Sterling Savings Bank loaned a borrower money to purchase development property. As a condition for the loan, Sterling required a first priority security interest in the property. Sterling’s title insurer, Stewart Title Guaranty Company, failed to discover that Mountain West Construction had begun construction on the property and held a statutory lien superior to the bank’s security interest. A payment dispute ultimately arose and Mountain West initiated foreclosure proceedings. In response, Stewart Title hired the Witherspoon Kelley law firm to defend Sterling in the foreclosure action.
Witherspoon did not raise an equitable subrogation defense in the foreclosure action, stipulating that Mountain West had first priority in an effort to obtain a swift settlement with the builder. Stewart Title fired Witherspoon over disagreements regarding the viability of an equitable subrogation defense. Stewart Title hired new counsel who argued differently than Witherspoon, but the trial court held that Sterling was bound by the stipulation, and refused to consider the newly asserted equitable subrogation claim.
Stewart Title then sued Witherspoon for legal malpractice based on the firm’s failure to raise equitable subrogation as a defense for Sterling. Witherspoon argued that: (1) its client was Sterling, not Stewart Title, and that its failure to raise defenses specified by Stewart Title would not serve as the basis for a legal malpractice lawsuit; and (2) an equitable subrogation defense would have failed under the facts of the case.
The trial court concluded that Stewart Title was an intended beneficiary of the representation based in part on finding a contractual duty to inform Stewart Title regarding the representation and in part on the alignment of interests between Witherspoon and Stewart Title. However, the trial court granted summary judgment because it concluded an equitable subrogation defense would not have succeeded under the circumstances. Stewart Title appealed and the Supreme Court accepted review of both the duty issue and the equitable subrogation issue.
Relying on the six factors described in Trask v. Butler, 123 Wn.2d 835 (1994), to evaluate the parties’ relationship, the Washington Supreme Court held that Witherspoon’s only client was Sterling, and that Stewart Title was a non-client, third-party payor. The Court emphasized that the “primary inquiry” in determining the existence of a duty of care “is whether the plaintiff is an intended beneficiary of the transaction to which the advice pertained,” and that “no further inquiry need be made unless such an intent exists.”

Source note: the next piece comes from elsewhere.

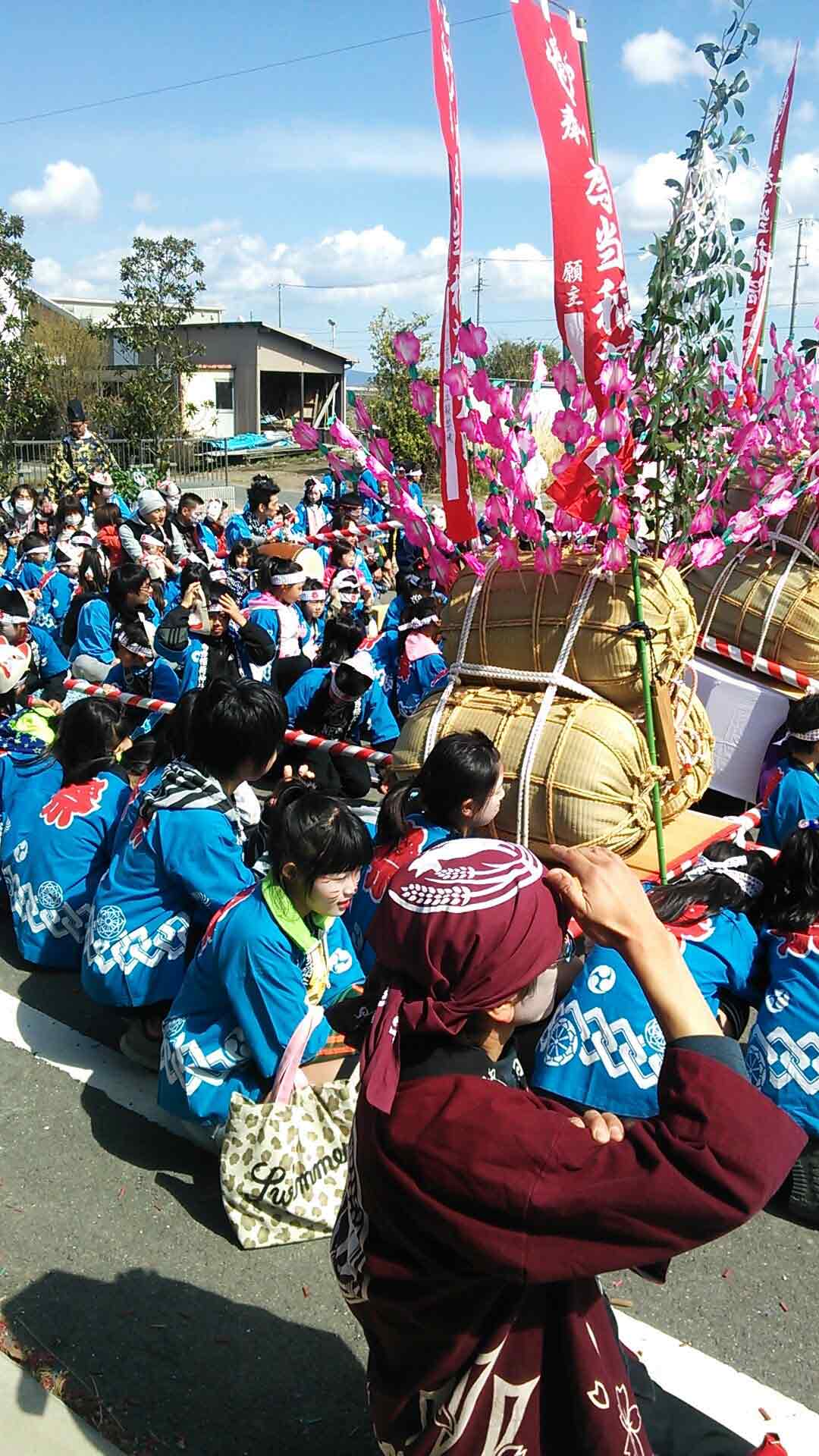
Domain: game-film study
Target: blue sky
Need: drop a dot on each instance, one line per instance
(331, 171)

The Supreme Court disagreed with the trial court’s conclusion that Stewart Title was an intended beneficiary of Witherspoon’s representation of Sterling because: (1) finding a duty based merely on “aligning interests” would undermine the Trask holding and potentially create an ethical dilemma for appointed counsel. It rejected Stewart Title’s argument that a nonclient insurer is presumed to be an intended beneficiary unless there is an actual conflict of interest between an insurer and its insured.
The Court found the simple fact that some aligning interests existed between Stewart Title and its policyholder did not show that either Witherspoon or Sterling Bank intended Stewart Title to have the benefit of Witherspoon’s representation. It concluded this was demonstrated by Witherspoon’s strategy of seeking a speedy, yet just, settlement in contrast with Stewart Title’s desire to assert an equitable subrogation defense. The Court further held that a contrary conclusion could cause legal counsel to violate the ethical requirements of Rule of Professional Conduct 5.4(c).
The Supreme Court concluded that Witherspoon’s contractual duty to inform Stewart Title about its conduct of Sterling’s defense was insufficient to establish a duty of care, because: (1) attorneys who accept a duty to inform a nonclient third-party payor about legal matters, do not presumptively intend to benefit that third party; and (2) attorneys cannot contract away, or have their professional legal judgment be directed or regulated by a third-party payor of these services.